VAT and disbursements
VAT will be added to our probate fees at the prevailing rate (currently 20%). For example, a fee of £2,000 will currently attract a VAT liability of £400, giving a total of £2,400.
Whilst we endeavour to keep our website up to date, please be aware that VAT is subject to change and you should independently check the prevailing rate.
The following disbursements can arise:
- Probate Registry application fee of £273 (no fee for estates under £5,000) – No VAT
- £1.50 for each official copy of the grant of representation – No VAT
- £7 per executor for swearing the oath plus £2 per codicil (if any) – Usually no VAT
- Bankruptcy – only Land Charges Department searches (£2 per beneficiary) – Inc VAT
- £3.60 for official copy of a Land Registry title – Inc VAT
- Probate valuation fees for properties and household effects, estimate £500 – These can be plus VAT
We will obtain your approval before incurring any other disbursements in excess of £150 or more.
With regard to the length of time the administration of the Estate takes, in our experience it takes approximately 3 to 4 months to obtain a Grant of Probate or Letters of Administration; however this is always dependent on the ability to locate assets.

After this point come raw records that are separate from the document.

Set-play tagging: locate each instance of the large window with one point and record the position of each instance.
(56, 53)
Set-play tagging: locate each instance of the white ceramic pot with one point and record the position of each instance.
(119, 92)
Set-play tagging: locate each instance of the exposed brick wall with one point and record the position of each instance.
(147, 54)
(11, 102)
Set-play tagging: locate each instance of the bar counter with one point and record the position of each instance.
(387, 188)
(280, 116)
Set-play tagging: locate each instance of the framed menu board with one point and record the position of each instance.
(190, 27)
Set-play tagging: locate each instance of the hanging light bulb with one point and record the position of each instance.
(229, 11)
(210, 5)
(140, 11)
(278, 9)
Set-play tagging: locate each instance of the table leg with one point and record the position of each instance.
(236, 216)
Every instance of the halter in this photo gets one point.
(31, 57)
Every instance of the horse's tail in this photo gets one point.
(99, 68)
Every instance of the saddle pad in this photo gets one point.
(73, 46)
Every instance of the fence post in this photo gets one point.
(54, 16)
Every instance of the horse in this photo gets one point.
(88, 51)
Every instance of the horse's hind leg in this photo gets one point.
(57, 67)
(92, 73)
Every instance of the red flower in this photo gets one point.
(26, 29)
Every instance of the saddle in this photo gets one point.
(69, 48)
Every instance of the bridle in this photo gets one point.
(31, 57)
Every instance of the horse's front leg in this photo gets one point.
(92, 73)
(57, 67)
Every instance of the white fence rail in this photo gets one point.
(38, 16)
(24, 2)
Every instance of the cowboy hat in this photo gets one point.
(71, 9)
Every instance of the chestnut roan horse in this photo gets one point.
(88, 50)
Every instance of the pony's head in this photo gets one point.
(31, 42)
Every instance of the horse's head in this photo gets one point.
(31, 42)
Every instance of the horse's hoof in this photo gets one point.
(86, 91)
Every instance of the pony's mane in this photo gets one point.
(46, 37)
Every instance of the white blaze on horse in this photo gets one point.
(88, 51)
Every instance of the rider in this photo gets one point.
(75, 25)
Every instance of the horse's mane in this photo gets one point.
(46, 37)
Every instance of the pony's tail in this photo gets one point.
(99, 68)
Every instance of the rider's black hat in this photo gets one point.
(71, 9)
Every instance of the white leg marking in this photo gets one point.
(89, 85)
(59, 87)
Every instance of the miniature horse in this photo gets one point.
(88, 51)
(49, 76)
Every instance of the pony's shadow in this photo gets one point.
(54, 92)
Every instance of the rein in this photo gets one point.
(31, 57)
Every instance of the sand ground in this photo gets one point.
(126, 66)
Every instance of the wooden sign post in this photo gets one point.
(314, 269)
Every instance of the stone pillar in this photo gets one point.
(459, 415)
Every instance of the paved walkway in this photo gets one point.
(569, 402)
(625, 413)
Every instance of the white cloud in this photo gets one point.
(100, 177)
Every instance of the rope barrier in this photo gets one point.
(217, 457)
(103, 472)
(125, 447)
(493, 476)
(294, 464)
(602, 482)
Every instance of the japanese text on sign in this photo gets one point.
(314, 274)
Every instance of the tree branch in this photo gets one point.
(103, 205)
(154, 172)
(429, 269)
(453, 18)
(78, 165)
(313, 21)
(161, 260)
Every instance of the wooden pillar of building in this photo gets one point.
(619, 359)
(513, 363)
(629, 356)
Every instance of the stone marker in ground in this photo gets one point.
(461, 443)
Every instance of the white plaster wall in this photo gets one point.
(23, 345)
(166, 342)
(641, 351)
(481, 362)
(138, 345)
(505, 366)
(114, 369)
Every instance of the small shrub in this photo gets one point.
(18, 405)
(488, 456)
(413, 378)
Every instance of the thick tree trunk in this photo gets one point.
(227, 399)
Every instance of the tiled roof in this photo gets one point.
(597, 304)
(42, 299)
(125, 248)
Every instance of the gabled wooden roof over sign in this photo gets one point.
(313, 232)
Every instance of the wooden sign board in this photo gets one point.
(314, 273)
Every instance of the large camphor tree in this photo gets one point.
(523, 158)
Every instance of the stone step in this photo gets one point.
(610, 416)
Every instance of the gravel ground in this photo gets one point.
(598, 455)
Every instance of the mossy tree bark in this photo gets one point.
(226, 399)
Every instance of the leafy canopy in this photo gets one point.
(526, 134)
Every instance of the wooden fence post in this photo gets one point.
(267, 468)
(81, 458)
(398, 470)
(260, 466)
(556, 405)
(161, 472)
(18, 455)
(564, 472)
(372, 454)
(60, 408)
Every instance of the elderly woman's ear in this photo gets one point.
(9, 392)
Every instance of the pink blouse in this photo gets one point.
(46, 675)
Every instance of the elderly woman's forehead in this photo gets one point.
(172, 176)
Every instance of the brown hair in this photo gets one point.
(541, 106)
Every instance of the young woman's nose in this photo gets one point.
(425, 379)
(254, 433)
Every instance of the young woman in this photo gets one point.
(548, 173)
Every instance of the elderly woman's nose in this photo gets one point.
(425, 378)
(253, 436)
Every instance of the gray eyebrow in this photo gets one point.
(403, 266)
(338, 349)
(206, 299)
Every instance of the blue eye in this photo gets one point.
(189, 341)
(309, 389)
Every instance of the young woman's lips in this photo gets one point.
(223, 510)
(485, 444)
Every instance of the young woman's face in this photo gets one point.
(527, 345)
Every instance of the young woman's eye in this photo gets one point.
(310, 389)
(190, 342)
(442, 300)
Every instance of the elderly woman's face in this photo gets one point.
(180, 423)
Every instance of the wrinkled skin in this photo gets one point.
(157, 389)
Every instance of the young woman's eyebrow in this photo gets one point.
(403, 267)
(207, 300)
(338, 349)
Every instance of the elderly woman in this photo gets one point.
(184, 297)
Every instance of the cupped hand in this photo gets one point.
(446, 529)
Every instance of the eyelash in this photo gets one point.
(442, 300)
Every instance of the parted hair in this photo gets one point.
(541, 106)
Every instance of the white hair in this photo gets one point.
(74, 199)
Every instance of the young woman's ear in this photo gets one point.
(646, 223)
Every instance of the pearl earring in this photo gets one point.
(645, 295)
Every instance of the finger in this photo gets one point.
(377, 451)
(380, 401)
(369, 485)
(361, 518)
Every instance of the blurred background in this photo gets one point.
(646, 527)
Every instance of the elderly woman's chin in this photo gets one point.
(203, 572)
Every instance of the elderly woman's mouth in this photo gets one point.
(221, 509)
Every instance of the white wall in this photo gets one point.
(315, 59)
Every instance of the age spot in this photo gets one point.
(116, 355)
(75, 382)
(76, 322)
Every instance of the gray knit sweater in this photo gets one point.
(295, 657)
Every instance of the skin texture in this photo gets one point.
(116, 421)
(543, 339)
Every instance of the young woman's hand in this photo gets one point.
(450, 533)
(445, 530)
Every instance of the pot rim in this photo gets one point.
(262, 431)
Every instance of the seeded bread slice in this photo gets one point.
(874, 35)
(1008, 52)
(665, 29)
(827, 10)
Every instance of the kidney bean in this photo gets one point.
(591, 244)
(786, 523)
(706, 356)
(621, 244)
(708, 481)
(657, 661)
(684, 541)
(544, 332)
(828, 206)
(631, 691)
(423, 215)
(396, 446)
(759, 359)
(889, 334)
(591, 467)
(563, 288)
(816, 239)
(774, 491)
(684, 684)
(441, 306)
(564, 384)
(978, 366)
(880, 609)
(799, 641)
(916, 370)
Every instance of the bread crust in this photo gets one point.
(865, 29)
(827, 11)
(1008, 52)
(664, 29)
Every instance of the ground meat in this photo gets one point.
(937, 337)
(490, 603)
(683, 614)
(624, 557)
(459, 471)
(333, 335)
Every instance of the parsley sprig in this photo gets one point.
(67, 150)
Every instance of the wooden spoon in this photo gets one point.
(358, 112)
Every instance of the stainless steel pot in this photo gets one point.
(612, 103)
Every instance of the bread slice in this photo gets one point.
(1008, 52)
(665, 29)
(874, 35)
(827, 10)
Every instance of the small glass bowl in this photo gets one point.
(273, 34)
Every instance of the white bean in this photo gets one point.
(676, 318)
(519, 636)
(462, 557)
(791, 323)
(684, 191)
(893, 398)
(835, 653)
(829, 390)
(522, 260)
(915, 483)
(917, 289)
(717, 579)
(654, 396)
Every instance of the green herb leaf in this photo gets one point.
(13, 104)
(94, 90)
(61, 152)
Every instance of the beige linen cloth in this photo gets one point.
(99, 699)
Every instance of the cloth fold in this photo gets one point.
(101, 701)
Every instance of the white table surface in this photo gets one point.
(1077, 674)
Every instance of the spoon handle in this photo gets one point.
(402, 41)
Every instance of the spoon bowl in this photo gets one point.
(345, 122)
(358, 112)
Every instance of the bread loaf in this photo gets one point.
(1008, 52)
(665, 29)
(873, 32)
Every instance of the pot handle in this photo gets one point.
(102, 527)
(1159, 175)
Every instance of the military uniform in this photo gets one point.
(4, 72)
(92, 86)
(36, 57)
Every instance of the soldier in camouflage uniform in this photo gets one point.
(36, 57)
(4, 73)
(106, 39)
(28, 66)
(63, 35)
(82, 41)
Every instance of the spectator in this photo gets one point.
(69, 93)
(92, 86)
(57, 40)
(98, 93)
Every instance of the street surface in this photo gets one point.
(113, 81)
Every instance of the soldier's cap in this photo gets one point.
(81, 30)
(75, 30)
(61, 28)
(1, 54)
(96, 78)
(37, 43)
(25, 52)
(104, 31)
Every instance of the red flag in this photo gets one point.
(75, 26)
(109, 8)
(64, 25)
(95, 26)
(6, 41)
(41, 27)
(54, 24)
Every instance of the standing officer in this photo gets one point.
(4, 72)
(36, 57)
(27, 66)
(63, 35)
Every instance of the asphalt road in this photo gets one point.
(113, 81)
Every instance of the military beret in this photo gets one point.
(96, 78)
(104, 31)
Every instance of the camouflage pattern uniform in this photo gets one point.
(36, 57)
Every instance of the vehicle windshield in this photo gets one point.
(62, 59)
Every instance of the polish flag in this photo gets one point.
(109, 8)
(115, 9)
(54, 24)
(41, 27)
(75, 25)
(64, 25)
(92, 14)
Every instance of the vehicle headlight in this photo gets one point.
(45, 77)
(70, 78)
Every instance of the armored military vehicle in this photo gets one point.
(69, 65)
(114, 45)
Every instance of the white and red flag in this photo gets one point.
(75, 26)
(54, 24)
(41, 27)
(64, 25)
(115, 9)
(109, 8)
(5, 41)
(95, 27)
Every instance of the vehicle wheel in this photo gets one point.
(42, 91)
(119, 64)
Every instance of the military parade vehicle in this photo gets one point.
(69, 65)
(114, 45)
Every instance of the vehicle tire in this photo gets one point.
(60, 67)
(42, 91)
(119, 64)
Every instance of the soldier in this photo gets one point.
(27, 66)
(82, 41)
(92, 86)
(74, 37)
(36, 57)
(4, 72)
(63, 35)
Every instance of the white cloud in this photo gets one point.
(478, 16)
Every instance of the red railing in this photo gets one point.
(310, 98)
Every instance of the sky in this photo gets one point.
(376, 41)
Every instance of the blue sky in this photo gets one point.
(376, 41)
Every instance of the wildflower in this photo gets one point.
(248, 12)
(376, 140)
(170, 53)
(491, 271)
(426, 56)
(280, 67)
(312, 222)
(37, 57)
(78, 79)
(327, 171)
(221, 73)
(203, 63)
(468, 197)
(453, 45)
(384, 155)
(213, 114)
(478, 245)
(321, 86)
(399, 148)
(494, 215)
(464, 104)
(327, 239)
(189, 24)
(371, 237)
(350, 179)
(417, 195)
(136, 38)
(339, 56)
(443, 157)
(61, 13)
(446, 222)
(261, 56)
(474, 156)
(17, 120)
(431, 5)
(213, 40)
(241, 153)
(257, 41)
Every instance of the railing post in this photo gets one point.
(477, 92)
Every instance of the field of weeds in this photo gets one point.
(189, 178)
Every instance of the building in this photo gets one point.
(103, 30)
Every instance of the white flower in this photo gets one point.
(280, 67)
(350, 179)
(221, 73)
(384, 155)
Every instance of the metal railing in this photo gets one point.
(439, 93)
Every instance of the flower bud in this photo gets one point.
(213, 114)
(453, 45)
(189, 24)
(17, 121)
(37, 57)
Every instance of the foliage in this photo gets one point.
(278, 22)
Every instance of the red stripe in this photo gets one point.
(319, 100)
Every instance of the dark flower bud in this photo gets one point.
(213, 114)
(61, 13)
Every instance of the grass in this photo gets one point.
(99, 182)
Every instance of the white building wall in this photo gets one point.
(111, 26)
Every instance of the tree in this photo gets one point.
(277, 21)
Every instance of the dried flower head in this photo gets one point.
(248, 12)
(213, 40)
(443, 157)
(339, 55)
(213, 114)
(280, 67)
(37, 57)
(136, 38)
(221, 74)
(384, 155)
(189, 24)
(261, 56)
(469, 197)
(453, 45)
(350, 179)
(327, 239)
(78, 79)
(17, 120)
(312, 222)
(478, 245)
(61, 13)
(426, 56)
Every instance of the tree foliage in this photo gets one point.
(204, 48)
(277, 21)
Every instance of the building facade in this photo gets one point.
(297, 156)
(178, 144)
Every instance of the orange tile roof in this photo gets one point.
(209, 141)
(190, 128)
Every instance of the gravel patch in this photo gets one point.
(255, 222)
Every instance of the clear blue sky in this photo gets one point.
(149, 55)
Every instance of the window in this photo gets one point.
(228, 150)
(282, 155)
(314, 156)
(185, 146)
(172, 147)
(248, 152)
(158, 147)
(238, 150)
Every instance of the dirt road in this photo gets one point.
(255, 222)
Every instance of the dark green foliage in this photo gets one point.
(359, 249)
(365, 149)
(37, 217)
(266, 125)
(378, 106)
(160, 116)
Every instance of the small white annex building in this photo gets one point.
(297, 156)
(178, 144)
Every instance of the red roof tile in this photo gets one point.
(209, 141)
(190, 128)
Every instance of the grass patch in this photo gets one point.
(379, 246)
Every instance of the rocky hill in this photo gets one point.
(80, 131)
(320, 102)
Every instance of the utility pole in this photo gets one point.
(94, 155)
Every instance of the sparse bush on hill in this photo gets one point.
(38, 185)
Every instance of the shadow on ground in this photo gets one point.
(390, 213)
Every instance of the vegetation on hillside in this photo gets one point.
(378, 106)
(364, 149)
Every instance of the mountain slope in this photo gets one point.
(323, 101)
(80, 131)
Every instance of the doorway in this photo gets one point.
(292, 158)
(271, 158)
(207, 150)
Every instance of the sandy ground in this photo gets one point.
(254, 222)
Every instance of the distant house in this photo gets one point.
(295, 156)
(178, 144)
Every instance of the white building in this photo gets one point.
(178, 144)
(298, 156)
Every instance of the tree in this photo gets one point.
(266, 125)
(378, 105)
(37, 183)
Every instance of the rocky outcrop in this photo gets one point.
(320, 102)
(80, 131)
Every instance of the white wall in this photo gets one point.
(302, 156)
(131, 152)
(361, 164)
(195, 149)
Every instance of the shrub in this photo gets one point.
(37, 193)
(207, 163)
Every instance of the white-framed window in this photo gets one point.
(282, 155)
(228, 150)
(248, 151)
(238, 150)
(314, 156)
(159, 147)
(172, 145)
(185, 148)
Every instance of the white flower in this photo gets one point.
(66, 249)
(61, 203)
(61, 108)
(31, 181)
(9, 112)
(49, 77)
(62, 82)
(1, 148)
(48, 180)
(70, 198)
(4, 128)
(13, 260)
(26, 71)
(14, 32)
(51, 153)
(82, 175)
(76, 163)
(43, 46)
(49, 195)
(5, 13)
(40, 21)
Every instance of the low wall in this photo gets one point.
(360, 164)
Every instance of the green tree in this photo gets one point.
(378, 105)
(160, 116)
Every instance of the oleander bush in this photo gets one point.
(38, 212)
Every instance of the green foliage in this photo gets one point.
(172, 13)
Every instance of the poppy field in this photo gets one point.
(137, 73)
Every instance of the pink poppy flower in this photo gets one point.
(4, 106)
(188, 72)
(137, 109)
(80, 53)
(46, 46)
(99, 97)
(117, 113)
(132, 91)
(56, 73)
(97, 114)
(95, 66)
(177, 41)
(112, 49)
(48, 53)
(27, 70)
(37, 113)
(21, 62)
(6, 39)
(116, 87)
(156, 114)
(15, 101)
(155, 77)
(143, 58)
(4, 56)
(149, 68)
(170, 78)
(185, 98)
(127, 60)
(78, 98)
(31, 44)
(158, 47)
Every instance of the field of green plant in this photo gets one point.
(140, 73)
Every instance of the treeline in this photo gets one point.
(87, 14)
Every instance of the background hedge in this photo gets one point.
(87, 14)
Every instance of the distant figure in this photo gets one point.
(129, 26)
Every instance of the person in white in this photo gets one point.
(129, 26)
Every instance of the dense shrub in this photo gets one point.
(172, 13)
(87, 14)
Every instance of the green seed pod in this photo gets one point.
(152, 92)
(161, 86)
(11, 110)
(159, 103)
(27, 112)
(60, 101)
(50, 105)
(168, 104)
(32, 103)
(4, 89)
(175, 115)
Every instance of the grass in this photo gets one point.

Assets in foreign jurisdictions or multiple assets can take longer.
With regard to the rest of the administration of the Estate, after the Grant of Probate has been obtained, the time required to collect in all the assets of the Estate and distribute the monies to the beneficiaries (including dealing with tax affairs) and the preparation of estate accounts are dependent upon a different number of factors, including:
- Assets in foreign jurisdictions
- Responses from third parties (including HMRC)
- Complexity of tax affairs
- Asset disputes
- Will disputes
- Tracing beneficiaries
On average you can expect the administration of an Estate to conclude in between 6 and 12 months from the date of death (subject to the factors above). Our team is dedicated to administering the Estate as swift as practicable and will assist in making interim distributions wherever appropriate; we know it is important that administration be concluded as quickly as possible.